Albuminuria is an important biomarker of renal dysfunction and is a major mediator of renal damage and fibrosis during kidney disease. The mechanisms underlying albumin-induced renal fibrosis remain unclear. There has been significant interest in γ-secretase activity in tubular epithelial cells in recent times; however, its potential role in albumin-induced fibrosis has not been investigated. Experimental Approach:

The primary aim of this study was to examine the role of γ-secretase in albumin-induced fibrotic effects in proximal tubular cells. The effects of increasing albumin concentrations on fibrosis indicators and mediators in the human HK-2 cell line were examined in the presence and absence of a γ-secretase inhibitor, compound E. Key Results:

Treatment with albumin resulted in a number of pro-fibrotic effects, including up-regulation of fibronectin, TGF-β1 and the EGF-R. Interestingly, similar effects were observed in response to treatment with the γ-secretase inhibitor, compound E. Co-treatment of cells with albumin and an EGF-R inhibitor, AG-1478, resulted in significant inhibition of the observed pro-fibrotic effects, suggesting a major role for the EGF-R in albumin-induced fibrotic events.
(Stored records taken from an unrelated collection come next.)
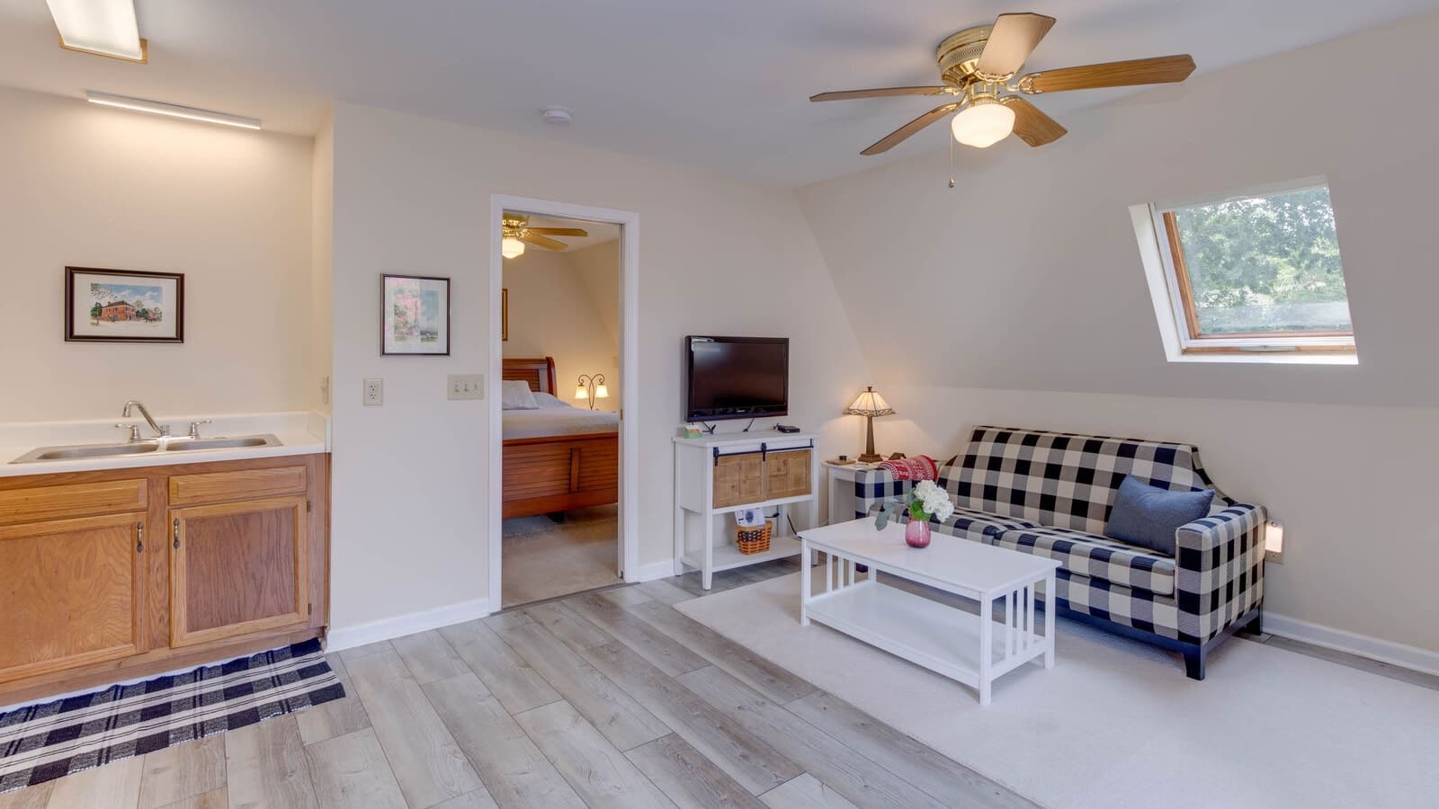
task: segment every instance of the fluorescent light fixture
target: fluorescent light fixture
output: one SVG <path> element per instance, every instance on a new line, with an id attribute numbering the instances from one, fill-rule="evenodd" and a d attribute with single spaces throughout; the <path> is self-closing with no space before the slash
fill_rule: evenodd
<path id="1" fill-rule="evenodd" d="M 259 130 L 259 118 L 243 118 L 226 112 L 210 109 L 196 109 L 194 107 L 180 107 L 178 104 L 164 104 L 160 101 L 145 101 L 144 98 L 130 98 L 128 95 L 111 95 L 108 92 L 85 91 L 85 98 L 91 104 L 118 107 L 121 109 L 135 109 L 137 112 L 154 112 L 155 115 L 170 115 L 171 118 L 186 118 L 190 121 L 204 121 L 206 124 L 223 124 L 226 127 L 240 127 L 243 130 Z"/>
<path id="2" fill-rule="evenodd" d="M 134 0 L 45 0 L 60 32 L 60 48 L 148 62 L 150 53 L 140 39 Z"/>

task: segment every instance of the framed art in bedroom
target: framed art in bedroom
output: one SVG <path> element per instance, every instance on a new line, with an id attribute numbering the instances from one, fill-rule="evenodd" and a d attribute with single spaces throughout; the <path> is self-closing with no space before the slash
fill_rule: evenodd
<path id="1" fill-rule="evenodd" d="M 65 268 L 68 343 L 184 343 L 184 275 Z"/>
<path id="2" fill-rule="evenodd" d="M 449 356 L 449 278 L 380 276 L 380 354 Z"/>

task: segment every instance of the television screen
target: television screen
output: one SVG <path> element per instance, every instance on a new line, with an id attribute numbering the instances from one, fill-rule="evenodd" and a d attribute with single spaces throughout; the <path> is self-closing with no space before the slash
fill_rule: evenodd
<path id="1" fill-rule="evenodd" d="M 685 420 L 787 416 L 789 337 L 688 337 Z"/>

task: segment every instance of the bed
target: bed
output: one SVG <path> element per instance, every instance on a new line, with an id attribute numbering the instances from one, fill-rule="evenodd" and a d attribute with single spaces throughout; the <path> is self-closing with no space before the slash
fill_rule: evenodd
<path id="1" fill-rule="evenodd" d="M 502 360 L 501 376 L 528 383 L 534 393 L 558 396 L 553 357 Z M 563 400 L 543 403 L 537 410 L 504 410 L 502 515 L 617 502 L 619 415 Z"/>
Albumin-induced effects on the EGF-R appeared to be mediated through inhibition of γ-secretase activity and were dependent on ERK-MAPK signalling. Conclusions and Implications:

These results provide novel insights into the mechanisms of albumin-induced fibrotic effects in tubular epithelial cells, suggesting important roles for the γ-secretase and the EGF-R. These results suggest that the proposed use of γ-secretase inhibitors as anti-fibrotic agents requires further investigation.